Cela dit, économiquement, le «Deep Heat Mining» n’est pas rentable. Du moins pas encore. Comme les autres énergies renouvelables d’ailleurs.

Mais l’expérience des forages réalisés à cette profondeur devrait permettre de réduire les frais.

Quant aux coûts effectifs de l’infrastructure d’une telle centrale, ils sont très modestes. D’autant plus que le site nécessite très peu de place.

L’Office fédéral de l’énergie est modeste. Il mise sur la construction de cinq centrales de ce type en Suisse, d’ici 15 à 20 ans.

Ailleurs dans le monde

Actuellement, une soixantaine de pays utilisent directement des sources d’eau chaude, essentiellement pour le chauffage (77% des applications).

Depuis environ 70 ans, l’énergie géothermique est convertie en électricité. Et, en matière de «Hot Dry Rock Technology», les Etats-Unis et la Grande-Bretagne ont été pionniers.

Depuis, des projets ont été développés en Allemagne, en France, au Japon et en Suède. Et, plus récemment, en Australie et en Suisse.

L’équipe du groupe de travail DHM collabore activement avec les scientifiques qui mènent actuellement une autre expérience pilote en Alsace (F).

Plus clairement scientifique, cette dernière devrait déboucher sur la construction d’une centrale géothermique dans deux ans.

swissinfo, Anne Rubin

– Les conditions de construction d’une centrale géothermique de profondeur sont particulièrement favorables en Suisse.

– Tout d’abord parce que le besoin potentiel en chauffage est significatif.

– Et ensuite parce que les conditions géologiques et géothermiques sont favorables.

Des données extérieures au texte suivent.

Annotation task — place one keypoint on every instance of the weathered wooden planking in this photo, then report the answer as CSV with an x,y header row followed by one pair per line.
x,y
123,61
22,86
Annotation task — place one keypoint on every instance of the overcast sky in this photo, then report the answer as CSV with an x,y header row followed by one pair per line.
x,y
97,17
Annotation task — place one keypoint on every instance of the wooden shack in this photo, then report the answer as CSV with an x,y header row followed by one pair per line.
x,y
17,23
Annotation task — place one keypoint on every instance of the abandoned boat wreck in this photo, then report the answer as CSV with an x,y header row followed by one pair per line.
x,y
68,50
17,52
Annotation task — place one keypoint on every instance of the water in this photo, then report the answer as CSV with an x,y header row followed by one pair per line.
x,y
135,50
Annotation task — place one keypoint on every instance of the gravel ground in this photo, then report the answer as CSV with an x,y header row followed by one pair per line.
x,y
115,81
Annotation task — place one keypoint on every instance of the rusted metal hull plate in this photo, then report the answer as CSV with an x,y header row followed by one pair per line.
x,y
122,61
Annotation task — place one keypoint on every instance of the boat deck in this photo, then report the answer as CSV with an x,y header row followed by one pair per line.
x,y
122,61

– Les deux conditions pour sélectionner un site sont une température de 200 degrés à 5 km de profondeur et que les consommateurs de chaleur soient reliés à un réseau de distribution.

– La construction d’un site de «Deep Heat Mining» utilise des technologies déjà connues.

– Depuis des décades, du courant électrique est généré très économiquement à partir de zones géothermiques un peu partout dans le monde.

– Et la technologie du forage en profondeur (5 à 6 km) dans des roches dures et chaudes combine les expériences acquises dans l’exploitation pétrolière et les mines.

– A quoi s’ajoutent des outils qui résistent aux hautes températures et le savoir-faire de l’industrie géothermique.